Global Perspectives | Salon | 30. March 2021

Strong Women – Strong Economies

Increasing Women’s Financial Inclusion in Africa

In 1995, the Beijing Platform for Action resulted in a visionary and groundbreaking agenda on how to remove systemic barriers that hold women back from equal participation across all areas of life – including the economy. Progress, however, has been modest at best and more than twenty-five years later, no country is even close to delivering on the commitments made. New challenges continuously emerge and the COVID-19 pandemic is now threatening to reverse decades of collective effort with its disproportionate impact on women. Therefore, as the world is looking for ways out of the crisis and devising strategies to build back better, accelerating women’s financial inclusion and economic equity must be front and center.

Though women operating outside the formal financial system is a worldwide phenomenon, with over 1.3 billion women globally lacking access to financial products and services, the situation is especially severe in Africa where more than 70 percent of women are financially excluded. A McKinsey Global Institute study estimates that better serving women as customers of financial services and fully incorporating women into the economy would add $12 trillion to global GDP by 2025 – a tremendous opportunity for growth and innovation.

So how can we ensure a gender smart, inclusive and sustainable recovery in Europe, Africa and beyond?

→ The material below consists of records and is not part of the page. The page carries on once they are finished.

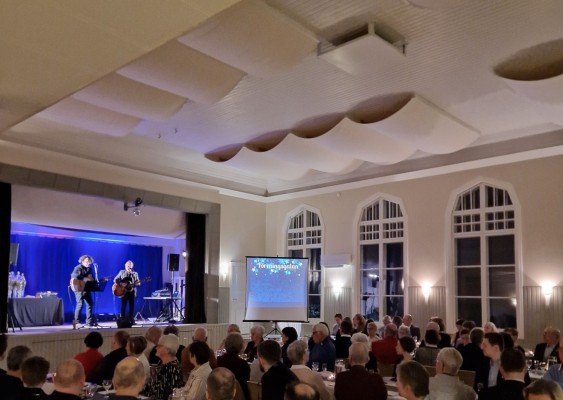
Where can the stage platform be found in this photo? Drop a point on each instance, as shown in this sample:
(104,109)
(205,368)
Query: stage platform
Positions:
(58,343)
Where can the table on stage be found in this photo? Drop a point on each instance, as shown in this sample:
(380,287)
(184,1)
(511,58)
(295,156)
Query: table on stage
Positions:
(33,311)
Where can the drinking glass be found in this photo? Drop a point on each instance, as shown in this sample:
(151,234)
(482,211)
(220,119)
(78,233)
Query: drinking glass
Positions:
(106,383)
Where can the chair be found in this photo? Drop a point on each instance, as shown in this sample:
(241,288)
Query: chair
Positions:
(255,390)
(467,377)
(385,369)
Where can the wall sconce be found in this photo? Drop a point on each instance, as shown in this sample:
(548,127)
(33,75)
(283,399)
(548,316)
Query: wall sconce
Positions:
(547,291)
(224,270)
(337,289)
(426,291)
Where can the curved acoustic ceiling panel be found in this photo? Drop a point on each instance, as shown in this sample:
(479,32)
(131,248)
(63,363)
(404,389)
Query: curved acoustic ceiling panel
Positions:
(269,44)
(536,72)
(115,92)
(77,113)
(415,125)
(186,72)
(310,154)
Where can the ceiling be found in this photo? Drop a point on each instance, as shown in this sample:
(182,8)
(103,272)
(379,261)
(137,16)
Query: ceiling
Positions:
(273,97)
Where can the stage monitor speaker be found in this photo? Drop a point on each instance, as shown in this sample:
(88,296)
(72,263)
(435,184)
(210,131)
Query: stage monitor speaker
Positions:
(173,262)
(124,322)
(14,248)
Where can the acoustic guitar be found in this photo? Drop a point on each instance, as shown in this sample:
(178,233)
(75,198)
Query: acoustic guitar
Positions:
(126,285)
(78,285)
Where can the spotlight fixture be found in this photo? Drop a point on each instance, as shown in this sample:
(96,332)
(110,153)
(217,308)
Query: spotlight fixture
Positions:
(135,206)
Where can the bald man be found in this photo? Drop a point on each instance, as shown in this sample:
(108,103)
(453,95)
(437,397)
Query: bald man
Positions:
(128,378)
(69,380)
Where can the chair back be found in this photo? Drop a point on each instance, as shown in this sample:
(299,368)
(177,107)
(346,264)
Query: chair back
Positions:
(385,369)
(467,377)
(255,390)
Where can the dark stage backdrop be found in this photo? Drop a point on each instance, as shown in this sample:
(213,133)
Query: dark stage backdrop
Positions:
(47,263)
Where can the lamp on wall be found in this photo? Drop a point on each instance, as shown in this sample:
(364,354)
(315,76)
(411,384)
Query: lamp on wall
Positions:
(426,291)
(547,291)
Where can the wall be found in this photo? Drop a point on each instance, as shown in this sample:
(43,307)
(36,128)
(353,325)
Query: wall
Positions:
(538,188)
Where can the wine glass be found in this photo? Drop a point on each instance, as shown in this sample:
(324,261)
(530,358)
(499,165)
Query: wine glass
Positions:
(106,383)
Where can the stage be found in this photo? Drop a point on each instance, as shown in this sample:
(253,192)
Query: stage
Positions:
(60,342)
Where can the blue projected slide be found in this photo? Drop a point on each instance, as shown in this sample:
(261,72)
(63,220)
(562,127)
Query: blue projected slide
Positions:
(276,289)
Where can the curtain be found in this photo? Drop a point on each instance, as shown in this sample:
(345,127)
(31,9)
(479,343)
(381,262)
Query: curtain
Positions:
(47,263)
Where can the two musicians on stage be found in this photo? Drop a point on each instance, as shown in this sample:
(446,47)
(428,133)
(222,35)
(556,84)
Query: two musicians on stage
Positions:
(125,285)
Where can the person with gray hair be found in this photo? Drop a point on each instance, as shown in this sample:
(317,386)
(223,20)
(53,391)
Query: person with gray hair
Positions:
(234,343)
(256,337)
(220,385)
(323,351)
(11,383)
(298,355)
(446,384)
(357,383)
(543,390)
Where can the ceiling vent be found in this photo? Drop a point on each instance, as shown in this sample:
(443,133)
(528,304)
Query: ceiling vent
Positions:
(364,52)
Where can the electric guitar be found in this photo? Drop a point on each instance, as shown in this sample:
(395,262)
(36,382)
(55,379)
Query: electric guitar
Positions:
(78,285)
(126,285)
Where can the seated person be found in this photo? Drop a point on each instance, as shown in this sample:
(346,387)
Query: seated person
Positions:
(276,374)
(357,383)
(323,351)
(34,375)
(446,384)
(549,347)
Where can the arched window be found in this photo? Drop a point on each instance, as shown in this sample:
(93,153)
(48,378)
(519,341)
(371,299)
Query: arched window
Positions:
(304,239)
(484,256)
(381,234)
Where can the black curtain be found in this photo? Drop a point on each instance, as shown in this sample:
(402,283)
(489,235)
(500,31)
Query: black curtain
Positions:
(195,275)
(5,227)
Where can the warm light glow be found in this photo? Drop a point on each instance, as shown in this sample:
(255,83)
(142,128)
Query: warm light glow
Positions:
(426,291)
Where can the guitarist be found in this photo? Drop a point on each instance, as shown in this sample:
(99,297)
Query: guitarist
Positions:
(83,272)
(128,280)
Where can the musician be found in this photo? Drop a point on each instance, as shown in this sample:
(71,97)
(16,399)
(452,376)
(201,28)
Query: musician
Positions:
(128,280)
(83,273)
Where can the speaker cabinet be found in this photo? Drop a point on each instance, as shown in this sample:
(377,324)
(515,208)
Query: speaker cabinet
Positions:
(173,262)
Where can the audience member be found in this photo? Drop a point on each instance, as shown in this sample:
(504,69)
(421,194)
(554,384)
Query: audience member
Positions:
(384,350)
(446,384)
(135,348)
(91,358)
(323,351)
(359,324)
(343,341)
(69,380)
(414,331)
(372,332)
(357,383)
(11,383)
(197,382)
(168,375)
(550,345)
(337,322)
(199,335)
(256,337)
(105,369)
(297,353)
(289,335)
(513,370)
(128,378)
(34,374)
(301,391)
(412,380)
(555,373)
(152,335)
(428,354)
(234,345)
(543,390)
(276,374)
(221,384)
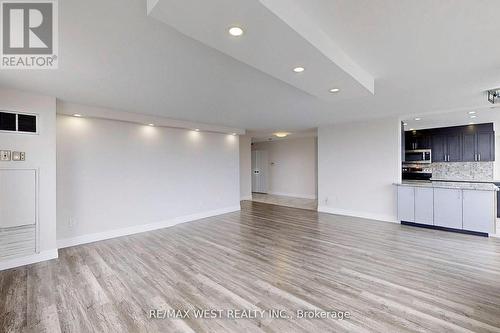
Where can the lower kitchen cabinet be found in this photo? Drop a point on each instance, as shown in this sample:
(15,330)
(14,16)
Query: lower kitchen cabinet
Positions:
(448,208)
(424,205)
(479,210)
(406,203)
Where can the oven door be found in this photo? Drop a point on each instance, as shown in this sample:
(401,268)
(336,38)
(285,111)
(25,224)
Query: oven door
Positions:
(421,156)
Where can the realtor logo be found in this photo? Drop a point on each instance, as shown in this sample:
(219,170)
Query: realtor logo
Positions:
(29,34)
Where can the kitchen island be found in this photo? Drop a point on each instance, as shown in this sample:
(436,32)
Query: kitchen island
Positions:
(467,207)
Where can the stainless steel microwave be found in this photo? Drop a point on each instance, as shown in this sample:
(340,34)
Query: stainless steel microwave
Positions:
(418,156)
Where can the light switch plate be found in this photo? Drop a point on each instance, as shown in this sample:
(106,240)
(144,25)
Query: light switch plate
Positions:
(4,155)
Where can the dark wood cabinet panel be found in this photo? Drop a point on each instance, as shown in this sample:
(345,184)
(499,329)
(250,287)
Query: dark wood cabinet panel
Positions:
(454,147)
(455,144)
(485,147)
(469,147)
(439,148)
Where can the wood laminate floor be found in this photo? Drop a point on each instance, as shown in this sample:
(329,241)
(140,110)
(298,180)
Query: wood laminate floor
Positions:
(281,200)
(391,278)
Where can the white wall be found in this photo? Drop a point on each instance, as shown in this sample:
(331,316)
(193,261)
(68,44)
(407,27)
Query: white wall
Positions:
(245,167)
(293,166)
(116,178)
(357,164)
(40,154)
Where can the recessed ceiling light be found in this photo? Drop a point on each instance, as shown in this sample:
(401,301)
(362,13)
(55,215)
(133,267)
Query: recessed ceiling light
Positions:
(235,31)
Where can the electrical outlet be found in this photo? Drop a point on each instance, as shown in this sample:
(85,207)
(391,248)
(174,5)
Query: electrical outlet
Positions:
(71,222)
(4,155)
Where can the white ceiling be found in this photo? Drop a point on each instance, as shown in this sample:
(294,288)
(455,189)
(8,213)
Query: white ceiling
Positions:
(425,56)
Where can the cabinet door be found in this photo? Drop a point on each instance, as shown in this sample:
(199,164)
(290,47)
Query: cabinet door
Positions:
(469,147)
(479,211)
(438,148)
(448,208)
(454,147)
(485,146)
(424,201)
(423,141)
(406,204)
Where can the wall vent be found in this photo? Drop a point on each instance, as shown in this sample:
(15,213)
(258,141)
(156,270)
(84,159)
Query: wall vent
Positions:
(18,122)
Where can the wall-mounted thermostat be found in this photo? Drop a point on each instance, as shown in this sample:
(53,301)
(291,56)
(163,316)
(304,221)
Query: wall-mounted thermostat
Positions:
(4,155)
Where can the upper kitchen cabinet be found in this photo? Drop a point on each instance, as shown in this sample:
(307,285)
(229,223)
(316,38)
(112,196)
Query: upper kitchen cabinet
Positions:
(439,148)
(478,143)
(473,143)
(485,143)
(417,140)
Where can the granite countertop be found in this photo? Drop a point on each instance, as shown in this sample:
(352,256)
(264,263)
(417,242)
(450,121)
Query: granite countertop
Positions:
(479,186)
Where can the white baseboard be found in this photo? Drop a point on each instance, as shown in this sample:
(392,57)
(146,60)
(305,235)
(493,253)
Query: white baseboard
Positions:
(294,195)
(31,259)
(90,238)
(363,215)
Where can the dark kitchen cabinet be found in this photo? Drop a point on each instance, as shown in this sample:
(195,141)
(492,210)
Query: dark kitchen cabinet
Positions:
(469,147)
(454,147)
(439,148)
(485,143)
(455,144)
(417,140)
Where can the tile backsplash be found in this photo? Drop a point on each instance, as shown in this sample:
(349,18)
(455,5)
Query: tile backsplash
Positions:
(479,171)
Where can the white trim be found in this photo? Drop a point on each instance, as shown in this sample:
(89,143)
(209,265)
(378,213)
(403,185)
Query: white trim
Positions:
(31,259)
(363,215)
(90,238)
(294,195)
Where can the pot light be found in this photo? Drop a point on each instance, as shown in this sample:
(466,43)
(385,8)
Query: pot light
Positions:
(235,31)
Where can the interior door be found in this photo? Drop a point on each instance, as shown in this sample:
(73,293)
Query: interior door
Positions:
(260,166)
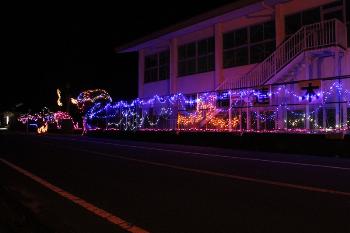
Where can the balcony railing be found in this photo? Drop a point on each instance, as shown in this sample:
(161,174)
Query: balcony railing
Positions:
(319,35)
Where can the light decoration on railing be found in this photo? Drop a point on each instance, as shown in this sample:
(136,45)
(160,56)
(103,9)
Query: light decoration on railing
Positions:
(203,113)
(46,118)
(88,98)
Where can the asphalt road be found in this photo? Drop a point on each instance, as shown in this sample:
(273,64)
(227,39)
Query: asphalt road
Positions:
(164,188)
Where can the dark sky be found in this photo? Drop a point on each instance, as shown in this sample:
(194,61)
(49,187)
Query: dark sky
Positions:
(49,46)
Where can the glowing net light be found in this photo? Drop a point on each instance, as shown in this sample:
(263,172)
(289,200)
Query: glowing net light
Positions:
(43,129)
(87,99)
(74,101)
(59,103)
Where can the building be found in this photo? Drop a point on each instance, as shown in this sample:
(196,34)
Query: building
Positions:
(250,65)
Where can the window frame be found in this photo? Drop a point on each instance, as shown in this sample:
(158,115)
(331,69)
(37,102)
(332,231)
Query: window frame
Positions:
(248,45)
(157,67)
(185,61)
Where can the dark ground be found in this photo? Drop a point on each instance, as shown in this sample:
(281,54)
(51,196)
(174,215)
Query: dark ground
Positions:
(169,188)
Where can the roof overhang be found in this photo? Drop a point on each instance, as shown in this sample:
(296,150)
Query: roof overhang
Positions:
(228,12)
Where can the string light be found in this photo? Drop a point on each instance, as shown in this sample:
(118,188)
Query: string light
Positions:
(59,103)
(203,113)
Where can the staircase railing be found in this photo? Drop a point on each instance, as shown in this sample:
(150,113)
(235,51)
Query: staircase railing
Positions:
(323,34)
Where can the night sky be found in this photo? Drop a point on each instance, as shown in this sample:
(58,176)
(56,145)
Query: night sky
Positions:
(71,47)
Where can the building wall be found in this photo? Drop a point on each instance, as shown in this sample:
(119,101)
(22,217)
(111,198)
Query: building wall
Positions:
(208,82)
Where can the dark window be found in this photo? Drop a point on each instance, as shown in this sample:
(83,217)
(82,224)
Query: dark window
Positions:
(269,30)
(241,57)
(157,66)
(191,103)
(332,4)
(256,33)
(334,15)
(229,58)
(293,23)
(347,12)
(196,57)
(333,10)
(241,37)
(239,50)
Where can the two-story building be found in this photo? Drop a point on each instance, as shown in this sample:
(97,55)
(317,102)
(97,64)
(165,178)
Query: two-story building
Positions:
(252,65)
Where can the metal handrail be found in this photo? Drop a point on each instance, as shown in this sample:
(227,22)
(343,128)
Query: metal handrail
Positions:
(323,34)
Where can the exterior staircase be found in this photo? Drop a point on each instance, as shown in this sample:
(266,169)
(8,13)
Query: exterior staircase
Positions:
(314,36)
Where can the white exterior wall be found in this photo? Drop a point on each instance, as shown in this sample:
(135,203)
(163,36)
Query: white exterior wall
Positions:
(208,81)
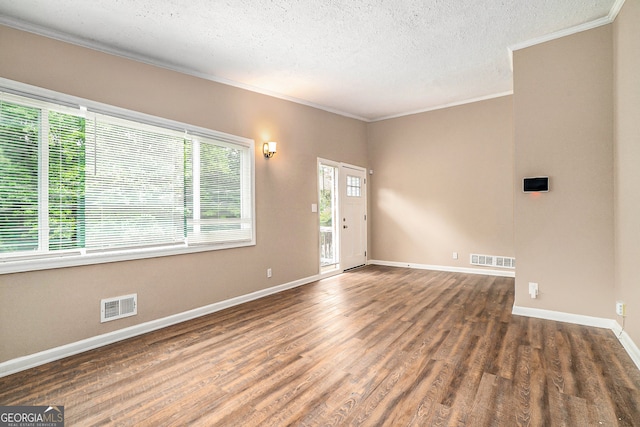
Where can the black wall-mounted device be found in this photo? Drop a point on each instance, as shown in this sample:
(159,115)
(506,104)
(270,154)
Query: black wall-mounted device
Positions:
(537,184)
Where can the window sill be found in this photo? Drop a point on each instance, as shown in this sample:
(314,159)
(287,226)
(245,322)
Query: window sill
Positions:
(13,265)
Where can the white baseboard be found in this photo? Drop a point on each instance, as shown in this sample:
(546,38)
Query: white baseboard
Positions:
(467,270)
(31,361)
(578,319)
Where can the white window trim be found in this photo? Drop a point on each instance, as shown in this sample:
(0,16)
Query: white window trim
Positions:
(81,257)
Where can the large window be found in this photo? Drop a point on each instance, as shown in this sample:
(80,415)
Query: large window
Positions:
(80,184)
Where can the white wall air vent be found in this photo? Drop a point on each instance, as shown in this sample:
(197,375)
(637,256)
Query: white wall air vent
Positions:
(493,261)
(118,307)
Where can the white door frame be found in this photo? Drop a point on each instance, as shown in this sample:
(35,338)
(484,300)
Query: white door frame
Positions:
(361,218)
(341,178)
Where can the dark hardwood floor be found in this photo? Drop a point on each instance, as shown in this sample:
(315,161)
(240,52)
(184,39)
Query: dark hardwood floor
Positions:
(376,346)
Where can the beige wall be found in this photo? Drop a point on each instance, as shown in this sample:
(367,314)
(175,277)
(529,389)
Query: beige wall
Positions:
(443,183)
(626,37)
(44,309)
(563,118)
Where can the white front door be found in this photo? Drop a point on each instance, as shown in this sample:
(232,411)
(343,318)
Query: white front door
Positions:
(353,217)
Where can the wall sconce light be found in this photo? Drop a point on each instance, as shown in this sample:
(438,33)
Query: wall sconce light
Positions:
(269,149)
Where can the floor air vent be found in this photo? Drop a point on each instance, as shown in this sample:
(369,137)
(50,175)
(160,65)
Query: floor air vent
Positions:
(118,307)
(493,261)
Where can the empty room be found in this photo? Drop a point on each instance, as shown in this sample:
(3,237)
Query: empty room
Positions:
(281,213)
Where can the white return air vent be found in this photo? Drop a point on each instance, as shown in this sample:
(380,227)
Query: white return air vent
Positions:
(493,261)
(118,307)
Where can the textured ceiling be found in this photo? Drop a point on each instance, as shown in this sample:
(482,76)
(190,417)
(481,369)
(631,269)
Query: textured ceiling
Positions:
(363,58)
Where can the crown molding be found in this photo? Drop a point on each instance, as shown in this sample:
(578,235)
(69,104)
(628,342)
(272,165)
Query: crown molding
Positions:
(613,13)
(122,53)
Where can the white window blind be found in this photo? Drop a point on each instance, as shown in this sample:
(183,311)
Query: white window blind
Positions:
(134,186)
(80,183)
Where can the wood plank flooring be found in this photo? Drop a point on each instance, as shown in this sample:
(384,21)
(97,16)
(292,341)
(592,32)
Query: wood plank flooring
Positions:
(376,346)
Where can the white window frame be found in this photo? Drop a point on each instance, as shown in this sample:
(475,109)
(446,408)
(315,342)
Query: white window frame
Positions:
(58,259)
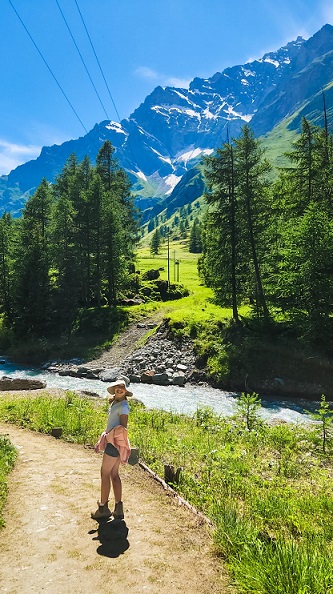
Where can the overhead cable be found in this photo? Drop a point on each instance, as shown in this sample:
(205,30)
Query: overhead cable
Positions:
(100,67)
(82,60)
(48,67)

What are the most significant systemic and structural barriers faced by women that limit their access to financial services and how can we overcome them? What needs to be done to ensure that necessary framework conditions and regulations are in place? And as the old, analog financial system is being replaced by a digital one, what opportunities do new technologies, such as mobile money and crypto currencies, offer for women in low- and middle-income countries?

We discussed these important questions in more detail with our outstanding speakers at our GP Salon on the occasion of the launch of the Generation Equality Forum in Mexico (29-31 March 2021), a global civil society event that aims to mobilize for urgent action towards gender parity and to increase concrete engagement for women’s economic equality and rights.

Speakers:

  • Dorothee Bär, MP and Minister of State for Digitization at the Federal Chancellery of Germany
  • Mary Ellen Iskenderian, President and CEO of Women’s World Banking, Member of the Council on Foreign Relations and the UN’s Business and Sustainable Development Commission
  • Scheaffer Okore, Senior Strategy and Policy Advisor, Goalkeepers Advisory Board Member at the Bill & Melinda Gates Foundation; Obama Foundation's Africa Leader
  • Dr Christina Tewes-Gradl, Founder & Managing Director of Endeva, former Strategy Consultant at McKinsey and Re-search Fellow at the CSR Initiative of the Harvard Kennedy School

Moderation:

  • Christine Mhundwa, Anchor & Correspondent, Deutsche Welle (DW)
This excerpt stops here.